Alas, the path forward is never clear or easy. I’m reminded of the scene in Raiders of the Lost Ark when Indiana Jones crosses the chasm on an invisible bridge. It isn’t that there is no bridge; it’s that the path forward reveals itself one step at a time—and only after we’ve committed ourselves to moving ahead. Sometimes we find ourselves moving ahead in ways that seem infinitely insignificant—we bring our bags to the store, we take public transportation, we buy local food. And sometimes we take terrifying plunges—we walk out of our jobs, we pull our kids out of conventional schools, we simplify our needs and give away most of our possessions. What matters is not what we choose, but that we choose. Whether we walk on to affirm our participation in what was already there or we find ourselves in the great unknown, either way we make a choice, we participate, we act—rather than be acted upon.

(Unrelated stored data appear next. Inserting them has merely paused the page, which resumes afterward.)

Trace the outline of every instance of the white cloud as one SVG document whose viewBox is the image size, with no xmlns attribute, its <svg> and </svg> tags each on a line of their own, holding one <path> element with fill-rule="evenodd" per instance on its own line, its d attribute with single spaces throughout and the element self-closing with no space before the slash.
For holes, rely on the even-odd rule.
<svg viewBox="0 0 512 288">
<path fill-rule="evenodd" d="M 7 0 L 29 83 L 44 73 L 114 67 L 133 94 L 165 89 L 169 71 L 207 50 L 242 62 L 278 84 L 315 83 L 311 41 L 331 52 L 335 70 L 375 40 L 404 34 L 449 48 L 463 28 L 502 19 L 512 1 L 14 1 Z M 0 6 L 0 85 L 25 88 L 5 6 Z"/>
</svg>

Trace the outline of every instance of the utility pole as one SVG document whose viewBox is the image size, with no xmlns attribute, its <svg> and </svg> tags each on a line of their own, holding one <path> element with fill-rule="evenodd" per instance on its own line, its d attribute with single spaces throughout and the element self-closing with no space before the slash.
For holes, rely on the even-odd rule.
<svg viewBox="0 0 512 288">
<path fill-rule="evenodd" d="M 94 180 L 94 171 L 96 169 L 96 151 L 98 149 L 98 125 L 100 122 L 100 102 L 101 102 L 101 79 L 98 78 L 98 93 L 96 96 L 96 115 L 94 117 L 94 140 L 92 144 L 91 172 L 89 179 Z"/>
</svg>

But we can’t act alone. One of the reasons I helped to create the Berkana Exchange is that I needed a community of fellow pioneers, people willing to experiment with groundbreaking work, people willing to fail over and over again and yet to persevere in their yearning to create a new future. People who would understand that Walk Ons feel perpetually on the edge of chaos, swinging back and forth between hope and hopelessness, possibility and resignation, triumph and frustration. Some days, everything we do feels insufficient—Nothing will change. I can’t make a difference. Why bother? Other days, we are graced with the clarity that we’re doing exactly what is ours to do—This is what’s in front of me. I trust my contribution. And it is enough. Not a single Walk On in this book got started by doing anything more than what was in front of them—not Edgard, not Dorah, not Mukesh. Not even Wangari Maathai or Muhammad Yunus. In the company of fellow Walk Ons, I am reminded that we never know what difference our contribution might make. Our work is to see what’s right in front of us and to step forward to claim it. And then to keep seeing, to keep paying attention, to stay with the hard places, the uncomfortable relationships, the unanswerable questions.

A story is told of a student who traveled a long distance to meet with a famous rabbi. The student humbly asks, “Rebbe, how do I become wise?” The rabbi looks carefully at the student and answers, “From making good choices.” “But rebbe, how will I know how to make good choices?” The rabbi responds, “From experience.” “But,” the student continues, “How do I get that experience?” The rabbi smiles and answers, “From bad choices.”

Our work is, over and over and over again, to choose to act.

WE NEVER KNOW WHO WE ARE

Meg Wheatley

We never know who we are
(this is strange, isn’t it?)
or what vows we made
or who we knew
or what we hoped for
or where we were
when the world’s dreams
were seeded.

Until the day just one of us

sighs a gentle longing
and we all feel the change
one of us calls our name
and we all know to be there
one of us tells a dream
and we all breathe life into it

one of us asks “why?”
and we all know the answer.

It is very strange. We never know who we are.